‘You can’t trust people,’ he advised her roughly. ‘Now perhaps you’ll see my point of view when I told you that the only person you can rely on is yourself.’
‘I’ve probably lost my job here,’ Sarah intoned distractedly.
She had seen him look at his watch and she knew what that meant. Her time was coming to an end. He had moved onwards and upwards to that place where time was money. Reminiscing, for Raoul, would have very limited interest value. He was all about the future, not the past. But she had to plough on and get where she needed to get, horrible though the prospect was.
‘I couldn’t countenance you working here anyway,’ Raoul concurred smoothly.
‘What does this place have to do with you?’
‘As of six this evening—everything. I own it.’
Sarah’s mouth dropped open. ‘You own this?’
‘All part of my portfolio.’
It seemed to Sarah now that there was no meeting point left between them. He had truly moved into a different stratosphere. He literally owned the company whose floors she had been scrubbing less than two hours ago. In his smart business suit, with the silk tie and the gleaming hand-made shoes, he was the absolute antithesis of her, with her company uniform and her well-worn flats.
Defiantly she pulled off the headscarf—if only to diminish the image of complete servility.
Hair the colour of vanilla, soft and fine and unruly, tumbled out. He had cut his hair. She had grown hers. It tumbled nearly to her waist, and for a few seconds Raoul was dazzled at the sight of it.
She was twisting the unsightly headscarf between her fingers, and that brought him back down to earth. She had been saying something about the job—this glorious cleaning job—which she would have to abandon. Unless, of course, she carried on cleaning way past her finishing time.

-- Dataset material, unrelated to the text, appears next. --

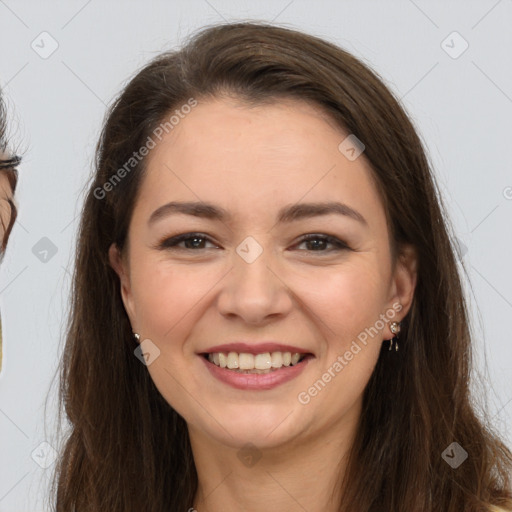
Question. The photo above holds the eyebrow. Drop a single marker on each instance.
(286, 214)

He’d opened his mouth to continue their conversation, even though he had been annoyingly thrown off course by that gesture of hers, when she said, in such a low voice that he had to strain forward to hear her, ‘I tried to get in touch, you know …’
‘I beg your pardon?’
Sarah cleared her throat. ‘I tried to get in touch, but I … I couldn’t …’
Raoul stiffened. Having money had been a tremendous learning curve. It had a magnetism all of its own. People he had once known and heartily wished to forget had made contact, having glimpsed some picture of him in the financial pages of a newspaper. It would have been amusing had it not been so pathetic.
He tried to decipher what Sarah was saying now. Had she been one of those people as well? Had she turned to the financial news and spotted him, thought that she might get in touch as she was down on her luck?
‘What do you mean, you couldn’t?’ His voice was several shades cooler.
‘I had no idea how to locate you.’ Her heart was beating so hard that she felt positively sick. ‘I mean, you disappeared without a trace. I tried checking with the girl who kept all the registration forms for when we were out there, and she gave me an address, but you’d left …’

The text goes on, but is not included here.